Architecture Approaches

架构方案

ApproachProsConsBest For
Joint Embedding (CLIP)Direct comparisonLimited contextPure image search
Caption-basedWorks with text LLMsLossy conversionExisting text RAG
HybridBest accuracyMore complexProduction systems
方案优势劣势适用场景
联合嵌入(CLIP)可直接对比上下文长度有限纯图片搜索
基于标题描述兼容文本大语言模型转换过程存在信息损失已有文本RAG系统
混合方案精度最优实现复杂度更高生产级系统

Embedding Models ()

嵌入模型 ()

ModelContextModalitiesBest For
Voyage multimodal-332K tokensText + ImageLong documents
SigLIP 2StandardText + ImageLarge-scale retrieval
CLIP ViT-L/1477 tokensText + ImageGeneral purpose
ImageBindStandard6 modalitiesAudio/video included
ColPaliDocumentText + ImagePDF/document RAG
模型上下文长度支持模态适用场景
Voyage multimodal-332K tokens文本 + 图片长文档处理
SigLIP 2标准长度文本 + 图片大规模检索
CLIP ViT-L/1477 tokens文本 + 图片通用场景
ImageBind标准长度6种模态含音频/视频的场景
ColPali文档级文本 + 图片PDF/文档RAG

CLIP-Based Image Embeddings

基于CLIP的图片嵌入

python
import torch
from PIL import Image
from transformers import CLIPProcessor, CLIPModel
python
import torch
from PIL import Image
from transformers import CLIPProcessor, CLIPModel

Load CLIP model

Load CLIP model

model = CLIPModel.from_pretrained("openai/clip-vit-large-patch14") processor = CLIPProcessor.from_pretrained("openai/clip-vit-large-patch14")
def embed_image(image_path: str) -> list[float]: """Generate CLIP embedding for an image.""" image = Image.open(image_path) inputs = processor(images=image, return_tensors="pt")
with torch.no_grad():
    embeddings = model.get_image_features(**inputs)

# Normalize for cosine similarity
embeddings = embeddings / embeddings.norm(dim=-1, keepdim=True)
return embeddings[0].tolist()
def embed_text(text: str) -> list[float]: """Generate CLIP embedding for text query.""" inputs = processor(text=[text], return_tensors="pt", padding=True)
with torch.no_grad():
    embeddings = model.get_text_features(**inputs)

embeddings = embeddings / embeddings.norm(dim=-1, keepdim=True)
return embeddings[0].tolist()
model = CLIPModel.from_pretrained("openai/clip-vit-large-patch14") processor = CLIPProcessor.from_pretrained("openai/clip-vit-large-patch14")
def embed_image(image_path: str) -> list[float]: """Generate CLIP embedding for an image.""" image = Image.open(image_path) inputs = processor(images=image, return_tensors="pt")
with torch.no_grad():
    embeddings = model.get_image_features(**inputs)

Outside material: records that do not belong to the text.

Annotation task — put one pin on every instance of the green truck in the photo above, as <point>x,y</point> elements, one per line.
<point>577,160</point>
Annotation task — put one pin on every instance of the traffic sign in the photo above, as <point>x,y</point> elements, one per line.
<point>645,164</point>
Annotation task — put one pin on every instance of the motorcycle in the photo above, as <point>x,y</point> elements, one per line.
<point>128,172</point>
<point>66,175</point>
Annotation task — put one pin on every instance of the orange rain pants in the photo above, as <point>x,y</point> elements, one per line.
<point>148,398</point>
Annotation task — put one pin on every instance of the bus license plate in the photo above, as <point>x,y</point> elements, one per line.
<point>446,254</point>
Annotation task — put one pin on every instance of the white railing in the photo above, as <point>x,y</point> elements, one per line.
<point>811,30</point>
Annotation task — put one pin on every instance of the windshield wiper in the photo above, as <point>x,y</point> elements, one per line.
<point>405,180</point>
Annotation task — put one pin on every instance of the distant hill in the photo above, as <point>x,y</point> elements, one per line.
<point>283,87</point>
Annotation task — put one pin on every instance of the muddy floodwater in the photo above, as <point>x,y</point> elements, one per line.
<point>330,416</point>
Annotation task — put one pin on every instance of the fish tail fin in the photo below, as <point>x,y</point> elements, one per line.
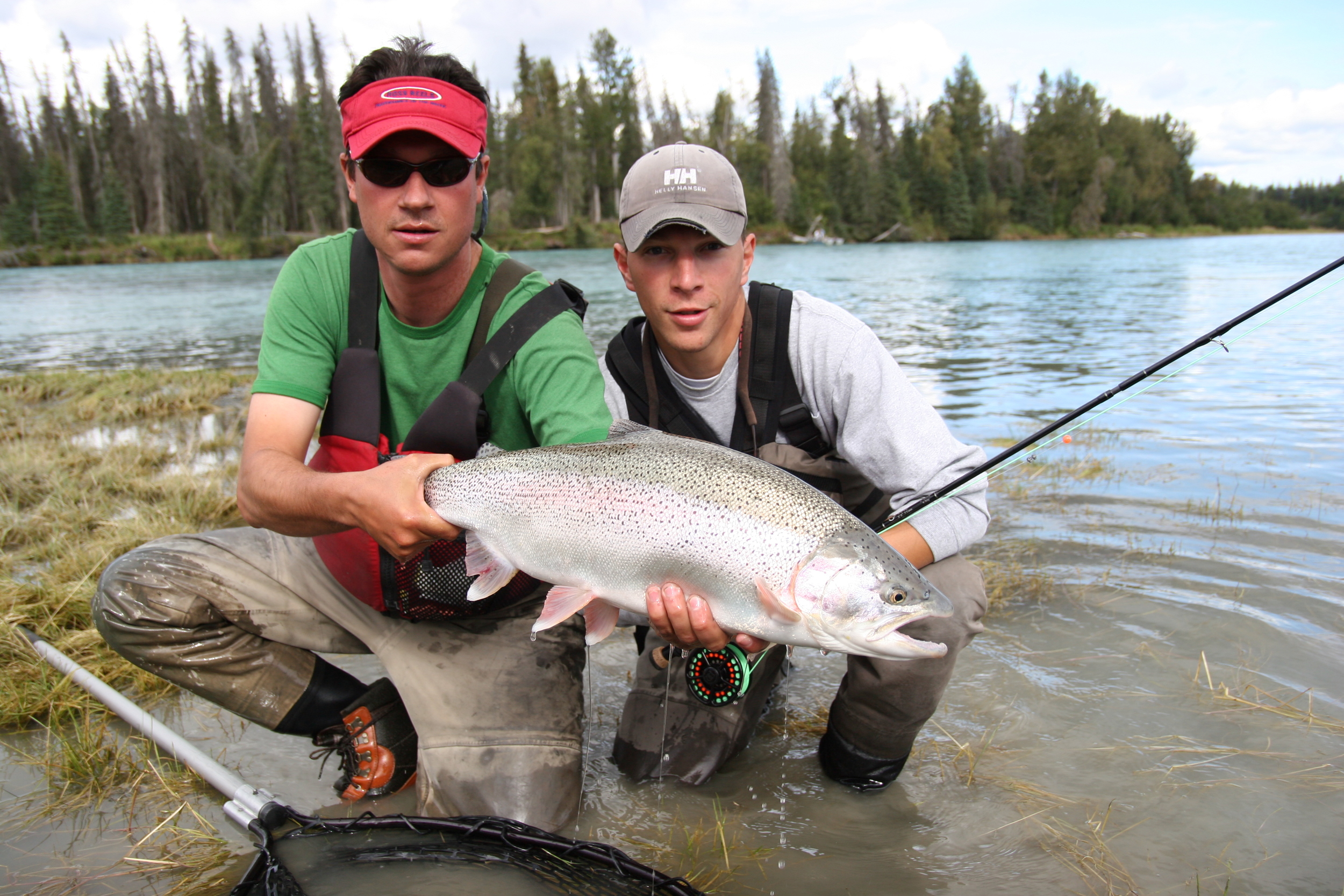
<point>562,602</point>
<point>600,618</point>
<point>492,571</point>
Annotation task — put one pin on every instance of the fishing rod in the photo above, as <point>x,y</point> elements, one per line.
<point>1210,338</point>
<point>261,813</point>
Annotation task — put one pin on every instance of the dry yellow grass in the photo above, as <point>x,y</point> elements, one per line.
<point>90,467</point>
<point>710,856</point>
<point>93,464</point>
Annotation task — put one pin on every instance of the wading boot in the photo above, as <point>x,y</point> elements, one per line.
<point>848,765</point>
<point>375,743</point>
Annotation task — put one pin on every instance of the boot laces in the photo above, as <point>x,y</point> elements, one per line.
<point>340,739</point>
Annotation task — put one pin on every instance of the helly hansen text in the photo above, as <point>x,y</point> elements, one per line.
<point>679,176</point>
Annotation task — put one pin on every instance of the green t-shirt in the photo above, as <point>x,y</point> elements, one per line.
<point>550,393</point>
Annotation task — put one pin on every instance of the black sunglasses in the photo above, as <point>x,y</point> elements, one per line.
<point>437,173</point>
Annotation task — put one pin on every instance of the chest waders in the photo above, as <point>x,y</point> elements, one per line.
<point>433,583</point>
<point>769,402</point>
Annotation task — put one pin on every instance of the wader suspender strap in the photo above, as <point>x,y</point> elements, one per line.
<point>455,422</point>
<point>773,389</point>
<point>628,356</point>
<point>354,407</point>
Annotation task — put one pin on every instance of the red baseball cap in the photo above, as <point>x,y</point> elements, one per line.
<point>413,104</point>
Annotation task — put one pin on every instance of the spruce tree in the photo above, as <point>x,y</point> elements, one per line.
<point>58,222</point>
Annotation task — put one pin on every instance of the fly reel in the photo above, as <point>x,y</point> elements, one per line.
<point>718,677</point>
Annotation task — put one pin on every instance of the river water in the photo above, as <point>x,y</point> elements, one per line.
<point>1155,707</point>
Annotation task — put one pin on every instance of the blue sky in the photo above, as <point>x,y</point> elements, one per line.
<point>1262,85</point>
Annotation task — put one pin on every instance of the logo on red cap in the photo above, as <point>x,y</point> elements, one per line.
<point>421,95</point>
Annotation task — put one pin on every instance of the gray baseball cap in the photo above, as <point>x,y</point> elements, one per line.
<point>683,184</point>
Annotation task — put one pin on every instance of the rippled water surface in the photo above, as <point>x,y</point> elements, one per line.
<point>1155,704</point>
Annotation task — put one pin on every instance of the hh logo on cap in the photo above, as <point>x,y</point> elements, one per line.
<point>679,176</point>
<point>420,95</point>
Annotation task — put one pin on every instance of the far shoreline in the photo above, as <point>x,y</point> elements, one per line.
<point>206,246</point>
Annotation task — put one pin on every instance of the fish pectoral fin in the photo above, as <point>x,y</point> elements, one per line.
<point>600,617</point>
<point>492,571</point>
<point>773,607</point>
<point>562,602</point>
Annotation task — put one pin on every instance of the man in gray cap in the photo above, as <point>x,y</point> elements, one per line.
<point>805,386</point>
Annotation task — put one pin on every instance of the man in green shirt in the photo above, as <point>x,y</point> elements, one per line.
<point>381,327</point>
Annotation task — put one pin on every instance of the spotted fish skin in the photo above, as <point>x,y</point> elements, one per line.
<point>773,556</point>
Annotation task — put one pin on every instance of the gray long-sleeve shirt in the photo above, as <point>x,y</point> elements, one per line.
<point>864,406</point>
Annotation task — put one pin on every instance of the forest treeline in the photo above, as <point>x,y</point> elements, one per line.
<point>246,143</point>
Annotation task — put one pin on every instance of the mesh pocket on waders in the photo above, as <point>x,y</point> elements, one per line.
<point>439,856</point>
<point>433,585</point>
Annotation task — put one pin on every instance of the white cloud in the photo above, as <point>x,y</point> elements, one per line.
<point>1283,138</point>
<point>914,55</point>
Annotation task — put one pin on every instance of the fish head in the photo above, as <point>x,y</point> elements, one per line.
<point>855,593</point>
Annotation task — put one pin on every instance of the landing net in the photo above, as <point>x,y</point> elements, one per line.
<point>464,856</point>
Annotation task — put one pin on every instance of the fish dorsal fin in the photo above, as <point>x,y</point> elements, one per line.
<point>627,428</point>
<point>632,432</point>
<point>773,606</point>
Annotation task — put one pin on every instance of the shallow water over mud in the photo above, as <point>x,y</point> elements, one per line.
<point>1157,696</point>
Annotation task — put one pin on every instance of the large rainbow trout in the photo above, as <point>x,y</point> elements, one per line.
<point>773,556</point>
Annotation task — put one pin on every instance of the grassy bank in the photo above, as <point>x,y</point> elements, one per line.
<point>578,234</point>
<point>90,467</point>
<point>139,250</point>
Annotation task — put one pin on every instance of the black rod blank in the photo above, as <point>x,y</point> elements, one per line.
<point>901,516</point>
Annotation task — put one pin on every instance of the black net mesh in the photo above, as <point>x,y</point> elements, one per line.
<point>460,856</point>
<point>433,585</point>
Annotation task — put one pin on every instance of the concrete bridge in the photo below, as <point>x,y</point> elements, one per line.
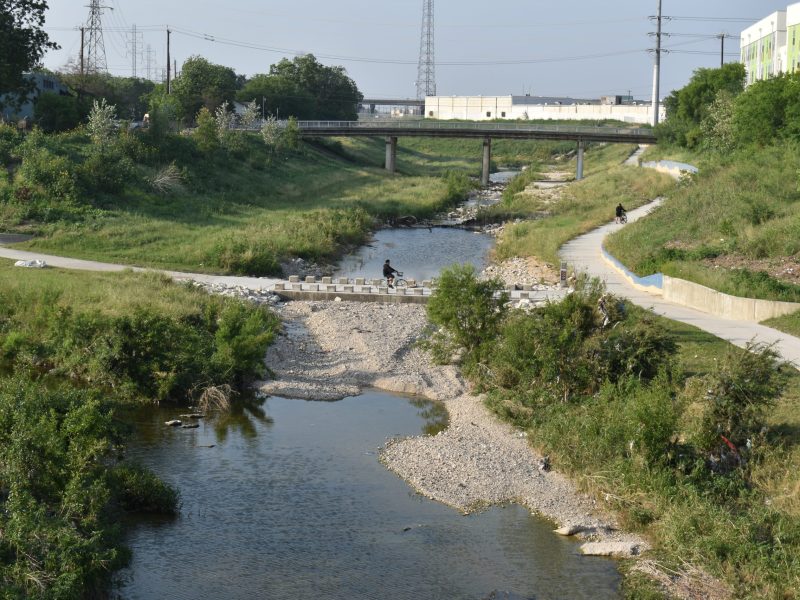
<point>392,129</point>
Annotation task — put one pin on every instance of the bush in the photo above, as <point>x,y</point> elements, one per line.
<point>467,311</point>
<point>58,538</point>
<point>737,397</point>
<point>137,489</point>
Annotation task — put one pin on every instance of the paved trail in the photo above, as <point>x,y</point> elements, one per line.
<point>584,253</point>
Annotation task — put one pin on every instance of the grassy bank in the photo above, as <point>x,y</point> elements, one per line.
<point>75,347</point>
<point>240,208</point>
<point>726,228</point>
<point>635,408</point>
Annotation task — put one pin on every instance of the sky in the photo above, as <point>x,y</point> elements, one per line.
<point>582,49</point>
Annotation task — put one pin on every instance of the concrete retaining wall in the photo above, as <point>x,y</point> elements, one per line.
<point>711,301</point>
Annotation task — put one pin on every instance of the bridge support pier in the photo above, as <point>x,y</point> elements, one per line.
<point>391,153</point>
<point>579,173</point>
<point>487,161</point>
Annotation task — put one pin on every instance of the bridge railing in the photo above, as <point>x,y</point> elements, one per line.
<point>428,125</point>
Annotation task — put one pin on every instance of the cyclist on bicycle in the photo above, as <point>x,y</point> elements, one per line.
<point>388,273</point>
<point>620,214</point>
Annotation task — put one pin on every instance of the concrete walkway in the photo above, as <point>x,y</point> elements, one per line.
<point>584,254</point>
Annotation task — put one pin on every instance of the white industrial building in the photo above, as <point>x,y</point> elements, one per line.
<point>487,108</point>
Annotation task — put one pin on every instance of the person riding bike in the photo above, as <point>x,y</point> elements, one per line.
<point>388,273</point>
<point>621,214</point>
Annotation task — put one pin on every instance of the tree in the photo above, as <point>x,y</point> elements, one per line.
<point>767,110</point>
<point>102,122</point>
<point>23,42</point>
<point>306,89</point>
<point>202,84</point>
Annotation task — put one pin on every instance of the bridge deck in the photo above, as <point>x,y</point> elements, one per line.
<point>429,128</point>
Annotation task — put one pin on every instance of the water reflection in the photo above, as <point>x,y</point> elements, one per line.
<point>305,510</point>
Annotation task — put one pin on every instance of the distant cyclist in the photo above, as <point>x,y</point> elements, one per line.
<point>388,273</point>
<point>621,214</point>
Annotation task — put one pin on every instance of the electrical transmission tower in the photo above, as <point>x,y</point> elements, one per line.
<point>426,70</point>
<point>96,61</point>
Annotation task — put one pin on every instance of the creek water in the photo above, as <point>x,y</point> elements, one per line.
<point>422,252</point>
<point>292,502</point>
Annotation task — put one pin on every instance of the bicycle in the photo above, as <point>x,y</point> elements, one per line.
<point>398,280</point>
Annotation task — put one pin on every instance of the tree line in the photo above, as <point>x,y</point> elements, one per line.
<point>301,87</point>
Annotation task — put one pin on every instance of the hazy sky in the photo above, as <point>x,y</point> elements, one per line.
<point>573,48</point>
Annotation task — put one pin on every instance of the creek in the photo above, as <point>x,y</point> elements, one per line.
<point>287,499</point>
<point>422,252</point>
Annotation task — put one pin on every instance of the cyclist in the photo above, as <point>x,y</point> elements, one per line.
<point>620,213</point>
<point>388,273</point>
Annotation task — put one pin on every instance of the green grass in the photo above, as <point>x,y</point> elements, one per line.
<point>746,207</point>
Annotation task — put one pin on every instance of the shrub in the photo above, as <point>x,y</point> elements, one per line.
<point>737,396</point>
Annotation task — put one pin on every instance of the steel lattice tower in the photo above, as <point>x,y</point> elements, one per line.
<point>426,71</point>
<point>96,61</point>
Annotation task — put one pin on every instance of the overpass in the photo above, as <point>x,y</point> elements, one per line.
<point>392,129</point>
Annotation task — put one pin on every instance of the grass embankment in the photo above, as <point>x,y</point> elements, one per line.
<point>635,408</point>
<point>730,228</point>
<point>74,347</point>
<point>578,208</point>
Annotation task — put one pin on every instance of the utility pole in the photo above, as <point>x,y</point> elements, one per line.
<point>426,68</point>
<point>657,67</point>
<point>83,30</point>
<point>97,49</point>
<point>169,89</point>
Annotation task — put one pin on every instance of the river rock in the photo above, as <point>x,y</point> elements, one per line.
<point>617,549</point>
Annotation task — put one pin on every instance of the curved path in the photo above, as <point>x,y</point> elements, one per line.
<point>584,253</point>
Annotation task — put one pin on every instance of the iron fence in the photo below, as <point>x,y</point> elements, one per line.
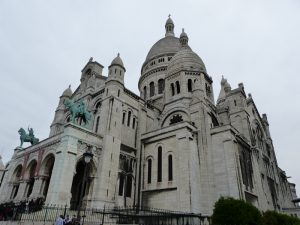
<point>116,215</point>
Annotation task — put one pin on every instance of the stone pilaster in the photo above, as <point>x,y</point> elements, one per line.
<point>23,188</point>
<point>37,188</point>
<point>59,191</point>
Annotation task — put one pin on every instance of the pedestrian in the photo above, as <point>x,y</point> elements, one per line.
<point>60,220</point>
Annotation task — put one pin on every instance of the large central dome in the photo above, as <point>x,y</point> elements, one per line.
<point>166,45</point>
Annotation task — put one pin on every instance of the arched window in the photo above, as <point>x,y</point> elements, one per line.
<point>128,186</point>
<point>159,164</point>
<point>149,171</point>
<point>121,184</point>
<point>161,86</point>
<point>178,87</point>
<point>129,117</point>
<point>145,93</point>
<point>97,124</point>
<point>173,89</point>
<point>170,168</point>
<point>152,89</point>
<point>260,138</point>
<point>190,88</point>
<point>123,119</point>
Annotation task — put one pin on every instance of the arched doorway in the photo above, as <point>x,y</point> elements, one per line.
<point>46,172</point>
<point>82,182</point>
<point>30,174</point>
<point>16,181</point>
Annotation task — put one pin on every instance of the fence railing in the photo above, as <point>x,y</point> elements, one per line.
<point>116,215</point>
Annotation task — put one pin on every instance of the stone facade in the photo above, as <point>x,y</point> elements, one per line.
<point>173,147</point>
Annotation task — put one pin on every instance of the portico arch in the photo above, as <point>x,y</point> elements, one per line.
<point>29,176</point>
<point>15,179</point>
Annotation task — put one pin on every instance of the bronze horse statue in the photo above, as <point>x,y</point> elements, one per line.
<point>77,110</point>
<point>24,137</point>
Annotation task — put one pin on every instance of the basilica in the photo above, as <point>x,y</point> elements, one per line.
<point>174,147</point>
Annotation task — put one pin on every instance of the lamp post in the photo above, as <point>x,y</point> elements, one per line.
<point>87,156</point>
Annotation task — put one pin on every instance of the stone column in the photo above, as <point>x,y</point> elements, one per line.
<point>23,188</point>
<point>36,191</point>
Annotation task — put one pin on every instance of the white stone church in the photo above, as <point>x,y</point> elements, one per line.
<point>173,147</point>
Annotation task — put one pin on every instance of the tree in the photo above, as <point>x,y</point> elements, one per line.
<point>235,212</point>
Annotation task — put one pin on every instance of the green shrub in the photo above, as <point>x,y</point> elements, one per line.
<point>235,212</point>
<point>275,218</point>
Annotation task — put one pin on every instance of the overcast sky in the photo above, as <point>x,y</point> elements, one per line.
<point>45,44</point>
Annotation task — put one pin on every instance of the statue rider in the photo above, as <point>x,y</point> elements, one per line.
<point>81,107</point>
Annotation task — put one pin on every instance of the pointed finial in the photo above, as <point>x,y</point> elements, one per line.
<point>183,38</point>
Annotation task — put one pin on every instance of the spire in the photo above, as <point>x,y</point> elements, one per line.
<point>225,88</point>
<point>169,27</point>
<point>117,61</point>
<point>184,39</point>
<point>68,92</point>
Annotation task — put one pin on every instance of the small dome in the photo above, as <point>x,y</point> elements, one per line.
<point>68,92</point>
<point>117,61</point>
<point>183,34</point>
<point>185,58</point>
<point>169,21</point>
<point>166,45</point>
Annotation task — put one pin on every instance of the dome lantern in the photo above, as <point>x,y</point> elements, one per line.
<point>184,39</point>
<point>169,27</point>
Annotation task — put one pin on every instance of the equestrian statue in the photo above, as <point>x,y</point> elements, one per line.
<point>24,137</point>
<point>78,111</point>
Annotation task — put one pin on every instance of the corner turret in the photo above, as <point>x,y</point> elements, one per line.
<point>117,70</point>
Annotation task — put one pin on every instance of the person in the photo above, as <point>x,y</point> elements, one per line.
<point>60,220</point>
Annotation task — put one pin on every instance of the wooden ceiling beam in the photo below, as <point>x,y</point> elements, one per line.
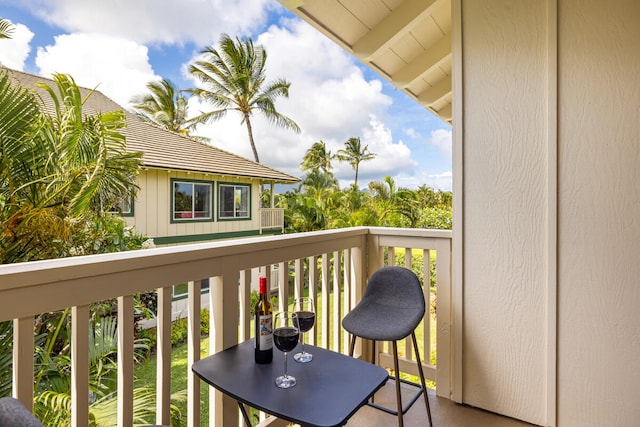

# Normalize for cosine similarity
embeddings = embeddings / embeddings.norm(dim=-1, keepdim=True)
return embeddings[0].tolist()
def embed_text(text: str) -> list[float]: """Generate CLIP embedding for text query.""" inputs = processor(text=[text], return_tensors="pt", padding=True)
with torch.no_grad():
    embeddings = model.get_text_features(**inputs)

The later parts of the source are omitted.